Ciel & Terre accélère aux USA 

Fondé en 2006 mais dédié au solaire flottant depuis 2011, Ciel & Terre est surtout un fabricant mais peut aussi se faire développeur si besoin. Il compte encore assez peu de concurrents, même si les entreprises chinoises comme Sungrow, qui bénéficie d’un marché national déjà porteur, sont de plus en plus présentes. Les efforts commerciaux de la société basée à Sainghin-en-Mélantois (Nord) sont entièrement tournés vers l’international, car en France, le marché est resté longtemps orphelin de tout soutien.

Epargner le milieu aquatique

Du coup, Ciel & Terre est maintenant présente dans 25 pays, avec 235 MW installés, répartis sur 120 sites. Elle dispose notamment de 80 références au Japon , selon une porte-parole de la société. Quatre nouveaux projets sont en cours au pays du Soleil levant. Aux Etats-Unis, un même nombre va entrer en construction. Et au total, une trentaine de nouveaux projets s’approchent de cette phase.
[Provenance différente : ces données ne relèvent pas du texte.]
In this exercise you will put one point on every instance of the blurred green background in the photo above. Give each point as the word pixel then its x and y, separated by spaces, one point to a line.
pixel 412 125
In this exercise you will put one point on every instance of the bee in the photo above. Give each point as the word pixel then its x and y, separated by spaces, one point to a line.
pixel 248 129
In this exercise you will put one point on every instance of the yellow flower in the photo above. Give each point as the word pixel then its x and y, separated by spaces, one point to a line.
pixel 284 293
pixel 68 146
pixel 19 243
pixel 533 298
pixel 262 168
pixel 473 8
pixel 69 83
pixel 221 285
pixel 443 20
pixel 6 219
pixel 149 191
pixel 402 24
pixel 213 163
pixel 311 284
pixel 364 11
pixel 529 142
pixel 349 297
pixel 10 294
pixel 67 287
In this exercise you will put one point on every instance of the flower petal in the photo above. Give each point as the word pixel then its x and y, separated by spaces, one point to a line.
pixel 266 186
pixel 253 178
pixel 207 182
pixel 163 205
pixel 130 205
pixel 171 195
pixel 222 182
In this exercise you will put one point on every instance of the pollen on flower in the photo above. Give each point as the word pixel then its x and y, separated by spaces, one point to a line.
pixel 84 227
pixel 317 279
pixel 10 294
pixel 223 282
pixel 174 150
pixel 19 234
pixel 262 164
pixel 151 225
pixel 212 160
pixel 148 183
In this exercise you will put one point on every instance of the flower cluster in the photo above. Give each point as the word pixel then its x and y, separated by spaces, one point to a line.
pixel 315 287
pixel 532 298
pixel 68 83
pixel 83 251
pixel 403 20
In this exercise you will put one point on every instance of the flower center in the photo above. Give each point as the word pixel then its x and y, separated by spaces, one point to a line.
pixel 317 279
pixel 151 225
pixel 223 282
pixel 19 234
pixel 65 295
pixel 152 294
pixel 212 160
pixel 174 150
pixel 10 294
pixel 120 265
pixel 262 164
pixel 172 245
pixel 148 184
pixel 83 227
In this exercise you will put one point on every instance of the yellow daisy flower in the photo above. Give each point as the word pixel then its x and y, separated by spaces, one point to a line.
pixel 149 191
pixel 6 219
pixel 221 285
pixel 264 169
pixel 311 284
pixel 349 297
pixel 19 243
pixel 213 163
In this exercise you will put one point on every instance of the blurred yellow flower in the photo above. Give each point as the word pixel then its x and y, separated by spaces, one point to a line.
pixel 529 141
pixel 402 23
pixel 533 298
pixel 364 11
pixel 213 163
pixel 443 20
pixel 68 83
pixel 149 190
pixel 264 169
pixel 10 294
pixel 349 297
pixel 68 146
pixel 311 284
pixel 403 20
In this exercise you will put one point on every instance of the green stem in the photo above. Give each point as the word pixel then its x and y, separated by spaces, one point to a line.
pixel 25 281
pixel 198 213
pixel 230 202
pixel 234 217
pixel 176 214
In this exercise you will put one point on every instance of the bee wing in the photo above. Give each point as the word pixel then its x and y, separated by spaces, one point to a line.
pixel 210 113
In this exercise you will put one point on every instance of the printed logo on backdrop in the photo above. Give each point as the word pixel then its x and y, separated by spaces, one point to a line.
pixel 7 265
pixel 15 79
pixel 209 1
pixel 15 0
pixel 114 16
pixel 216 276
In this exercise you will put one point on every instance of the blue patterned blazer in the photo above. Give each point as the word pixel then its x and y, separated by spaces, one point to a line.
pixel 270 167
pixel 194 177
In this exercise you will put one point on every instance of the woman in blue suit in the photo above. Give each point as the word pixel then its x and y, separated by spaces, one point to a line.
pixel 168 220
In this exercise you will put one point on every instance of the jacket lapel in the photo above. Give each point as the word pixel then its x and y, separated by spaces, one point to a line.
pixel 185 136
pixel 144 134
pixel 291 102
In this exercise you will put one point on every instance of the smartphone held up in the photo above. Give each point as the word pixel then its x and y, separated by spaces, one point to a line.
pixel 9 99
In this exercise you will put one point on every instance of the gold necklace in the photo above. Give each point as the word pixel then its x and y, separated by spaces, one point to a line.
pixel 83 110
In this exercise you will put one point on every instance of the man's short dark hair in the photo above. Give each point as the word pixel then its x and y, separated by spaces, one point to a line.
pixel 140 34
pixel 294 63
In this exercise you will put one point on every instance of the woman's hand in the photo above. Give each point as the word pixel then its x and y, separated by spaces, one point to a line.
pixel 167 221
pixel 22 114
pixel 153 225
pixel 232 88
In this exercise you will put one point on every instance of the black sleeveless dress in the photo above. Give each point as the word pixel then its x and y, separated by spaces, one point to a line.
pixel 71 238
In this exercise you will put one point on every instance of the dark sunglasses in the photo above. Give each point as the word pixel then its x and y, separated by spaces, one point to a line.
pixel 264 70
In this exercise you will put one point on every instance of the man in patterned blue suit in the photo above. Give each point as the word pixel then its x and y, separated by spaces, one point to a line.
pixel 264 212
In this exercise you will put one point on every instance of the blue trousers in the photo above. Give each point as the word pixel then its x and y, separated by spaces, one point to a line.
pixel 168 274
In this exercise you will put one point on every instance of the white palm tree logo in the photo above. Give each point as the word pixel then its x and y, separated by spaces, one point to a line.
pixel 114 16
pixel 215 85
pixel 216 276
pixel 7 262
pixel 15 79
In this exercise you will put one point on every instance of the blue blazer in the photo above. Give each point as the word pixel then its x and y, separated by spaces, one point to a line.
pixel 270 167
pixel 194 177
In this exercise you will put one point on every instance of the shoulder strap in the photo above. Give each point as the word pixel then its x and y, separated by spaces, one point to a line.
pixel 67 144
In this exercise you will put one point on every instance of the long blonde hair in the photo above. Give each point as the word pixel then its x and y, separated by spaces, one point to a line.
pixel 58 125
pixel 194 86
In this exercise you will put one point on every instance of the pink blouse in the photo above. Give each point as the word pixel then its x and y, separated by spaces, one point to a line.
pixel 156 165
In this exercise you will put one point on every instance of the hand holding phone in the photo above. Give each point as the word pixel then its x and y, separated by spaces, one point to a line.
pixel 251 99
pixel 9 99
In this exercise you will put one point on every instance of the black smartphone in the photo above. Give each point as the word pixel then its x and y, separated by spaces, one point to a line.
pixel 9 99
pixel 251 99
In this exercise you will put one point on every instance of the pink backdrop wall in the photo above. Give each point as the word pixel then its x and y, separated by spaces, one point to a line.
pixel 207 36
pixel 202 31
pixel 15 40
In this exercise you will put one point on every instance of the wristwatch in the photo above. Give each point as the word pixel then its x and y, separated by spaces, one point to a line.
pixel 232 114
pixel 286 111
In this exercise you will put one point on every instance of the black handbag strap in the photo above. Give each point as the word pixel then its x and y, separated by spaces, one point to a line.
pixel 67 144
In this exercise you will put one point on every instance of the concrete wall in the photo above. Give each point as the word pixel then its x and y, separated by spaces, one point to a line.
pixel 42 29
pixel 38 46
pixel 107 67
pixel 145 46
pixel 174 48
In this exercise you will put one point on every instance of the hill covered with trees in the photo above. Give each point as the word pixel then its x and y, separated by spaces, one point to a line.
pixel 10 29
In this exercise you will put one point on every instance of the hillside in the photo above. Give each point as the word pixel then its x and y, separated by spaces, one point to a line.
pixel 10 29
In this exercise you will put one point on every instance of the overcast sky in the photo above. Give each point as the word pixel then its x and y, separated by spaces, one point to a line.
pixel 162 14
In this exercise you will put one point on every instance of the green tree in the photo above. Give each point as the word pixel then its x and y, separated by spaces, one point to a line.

Interrogée sur l’impact environnemental de sa solution, Ciel & Terre estime que tout dépend de la quantité de panneaux installés et du contexte. Elle recommande pour sa part de couvrir à 70% la surface lacustre, pour laisser entrer suffisamment de lumière. Dans certains cas, le solaire flottant pourrait même avoir des effets positifs sur le milieu, par exemple en limitant l’évaporation de l’eau ou la prolifération des algues. La technologie ne semble en tout cas pas incompatible avec la vie aquatique. En Thaïlande, une centrale flottante basée sur la technologie de Ciel & Terre est en production sur un petit bassin d’aquaculture. L’impact doit aussi être apprécié en fonction du contexte d’origine. Eric Scotto rappelle ainsi que le solaire flottant français vise avant tout les plans d’eau situés en milieu dégradé, notamment les anciennes carrières.

La filière s’est récemment distinguée en Corée du Sud, avec un projet géant. Début septembre, la ville coréenne d’Ansan, la province de Gyeonggi, l’électricien Korea Western Power et une coopérative régionale ont signé un accord pour construire un parc de pas moins de 102,5 MW. Il sera édifié sur le lac de Sihwa (dans l’ouest du pays) et devrait être mis en service en 2020.